Pero descubrí, como lo hicieron tantos otros que, como uno, se la cogían con papel de fumar en lo tocante a los productos de consumo popular, que las marujas no existían, o bien que no eran esas criaturas estabuladas en casa, estrictamente en "sus labores", que suscitaban el desdén de los listillos.
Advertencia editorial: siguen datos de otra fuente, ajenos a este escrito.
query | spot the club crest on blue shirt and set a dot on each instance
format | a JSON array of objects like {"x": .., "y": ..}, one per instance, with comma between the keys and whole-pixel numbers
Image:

Y lo descubrí desde dentro, durante los siete años en que formé parte de la "mesa política" que, contra todo pronóstico, acabó siendo la sección más vista, seguida, apreciada e influyente del programa "Día a día".
Pero el día en que definitivamente descubrí, admirado, que las marujas no existían, o que eran otra cosa, fue cuando la Campos tuvo la deferencia de entrevistarme largamente, rompiendo el corsé de la escaleta, a cuenta de la aparición de mi libro "Los esclavos de Franco". La jefa nos daba cuartelillo a los colaboradores cuando sacábamos nuestras cosas, pero lo que sacó ese día, a esa hora de la mañana sólo habitada para la televisión, supuestamente, por las marujas, fue la verdadera naturaleza, dimensión y calidad de quienes mayoritariamente nos veían, mujeres con tanta identidad, dignidad e historia como preteridas por una sociedad atrasada y machista.
Pero aquella entrevista no sólo agotó una edición entera del libro en dos días, y siguió agotando las catorce siguientes, sino que por el alud de cartas y llamadas que recibí de "marujas" con una historia, reconocí la obligación de componer con lo que contaban tras décadas de silencio, la segunda parte natural de ese libro, la que les pertenecía a ellas y que llevó su nombre: "Víctimas de la Victoria".
De aquella pionera "mesa política" regida por la Campos, que reunía voces tan heteróclitas como las de Adriansens o Mendicutti, guardo, pese a los rifirrafes propios de la colisión de un mundo integrado, el del programa y el medio, con el de los indómitos "outsiders" que en gran medida la integrábamos, un bello recuerdo. Y de María Teresa, también.